The student news site of the University of Northern Iowa

Northern Iowan

The student news site of the University of Northern Iowa

Northern Iowan

Gritty film drives the horrors of war

“Fury,” a WWII film, is based on a collection of stories from ‘tankers’ (teams of tank drivers).  It is a gritty, realistic film recreating the horrors of war into a visually pleasing cinematic two hours and 15 minutes. 

This movie is beautifully shot, with the colors dimmed to give the whole film an overcast look to it. The story is pretty simple, starring Brad Pitt as Sergeant Don “Wardaddy” Collier, who leads a team of tankers who have to deal with a rookie thrown onto their team while they fight off Nazis. Other familiar faces include Shia Labeouf, Logan Lerman, Micheal Pena and Jon Bernthal.

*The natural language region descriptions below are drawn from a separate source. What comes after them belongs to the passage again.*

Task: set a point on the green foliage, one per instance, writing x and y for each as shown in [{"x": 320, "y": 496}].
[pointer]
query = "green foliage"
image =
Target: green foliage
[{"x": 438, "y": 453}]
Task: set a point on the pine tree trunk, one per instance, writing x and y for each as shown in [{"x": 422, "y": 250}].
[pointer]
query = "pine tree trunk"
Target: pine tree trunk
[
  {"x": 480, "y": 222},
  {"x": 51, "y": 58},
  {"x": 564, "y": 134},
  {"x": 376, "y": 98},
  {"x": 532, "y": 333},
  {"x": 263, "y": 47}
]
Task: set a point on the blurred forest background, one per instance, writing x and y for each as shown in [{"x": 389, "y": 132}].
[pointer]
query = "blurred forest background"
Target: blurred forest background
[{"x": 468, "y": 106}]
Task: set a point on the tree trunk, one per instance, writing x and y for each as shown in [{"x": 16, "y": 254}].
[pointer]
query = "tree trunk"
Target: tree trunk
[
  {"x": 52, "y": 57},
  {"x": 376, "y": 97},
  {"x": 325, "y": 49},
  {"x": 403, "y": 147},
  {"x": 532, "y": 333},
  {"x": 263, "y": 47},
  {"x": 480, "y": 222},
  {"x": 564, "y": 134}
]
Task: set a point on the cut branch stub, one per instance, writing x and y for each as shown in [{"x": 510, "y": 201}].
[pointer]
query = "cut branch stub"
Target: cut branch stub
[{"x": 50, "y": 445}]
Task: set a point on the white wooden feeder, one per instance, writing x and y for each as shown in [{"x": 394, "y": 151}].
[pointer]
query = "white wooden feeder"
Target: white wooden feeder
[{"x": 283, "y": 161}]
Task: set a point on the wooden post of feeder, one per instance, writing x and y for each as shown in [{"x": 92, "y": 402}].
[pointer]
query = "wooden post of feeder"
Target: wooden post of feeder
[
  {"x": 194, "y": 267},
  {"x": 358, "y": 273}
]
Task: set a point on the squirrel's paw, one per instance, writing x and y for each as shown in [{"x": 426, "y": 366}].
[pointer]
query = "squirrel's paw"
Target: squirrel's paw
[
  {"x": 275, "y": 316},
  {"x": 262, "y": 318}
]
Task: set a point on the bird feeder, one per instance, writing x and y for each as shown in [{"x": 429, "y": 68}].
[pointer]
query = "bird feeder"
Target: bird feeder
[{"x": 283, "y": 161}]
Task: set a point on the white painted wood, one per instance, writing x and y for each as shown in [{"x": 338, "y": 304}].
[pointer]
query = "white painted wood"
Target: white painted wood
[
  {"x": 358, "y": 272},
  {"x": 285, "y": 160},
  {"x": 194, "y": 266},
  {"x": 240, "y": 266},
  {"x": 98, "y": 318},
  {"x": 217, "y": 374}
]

This movie is violent and bloody. It is a war movie after all, and nothing is held back. But while it is brutal and harsh, there are moments where its soft side shows. 

Just like its lead character, Collier, “Fury” can be rough at times, but there are moments when you really see and understand that these soldiers are people too. They care about those around them and have feelings. Collier becomes a father figure of sorts for Logan Lerman, who plays the aforementioned rookie of the team. 

All the actors, mainly Collier’s tanker team, do a superb job in their roles, adding feeling and heart to their characters, albeit Jon Berthal’s character is the cliché army jarhead considered to be a bully. 

To prepare for these roles and get the real feeling of it, many WWII tank drivers were interviewed and their personal stories were used as inspiration to recreate the life inside a tank.

The camera work included many close-ups from inside the tank, making you feel like you were actually in the cramped confines of the cockpit. The cinematography of the whole film was artistically ravishing, with creative camera-work and dim colors combined to create the gritty imagery of war. 

The battle scenes were especially great to watch and probably the film’s strongest point besides the acting. The way the bullets were lit up was cool to see (granted sometimes they looked like lasers). It added a nice effect to the battles, especially with  camera angles used during the tank battles.

The soundtrack, composed by Steven Price, brings a grand dramatic sound to the movie, with a chilling choral sound, which was subtle during tense moments of the movie.

Overall, there was nothing outstanding about the plot. It was rather simple, with the characters being the main driving point that pushed the movie along. If anything, I’d say the plot is the weakest part of the movie, but the movie was so well done in every other aspect that it is easy to forgive. 

David Ayer does a great job directing and writing the script, but the movie would have had a better impact if it had more of a plot. At the same time, did “Fury” need an amazing story to begin with? While it’s no “Saving Private Ryan,” “Fury” is just fine the way it is, having it revolve more around the well-written characters and the tense action than the story.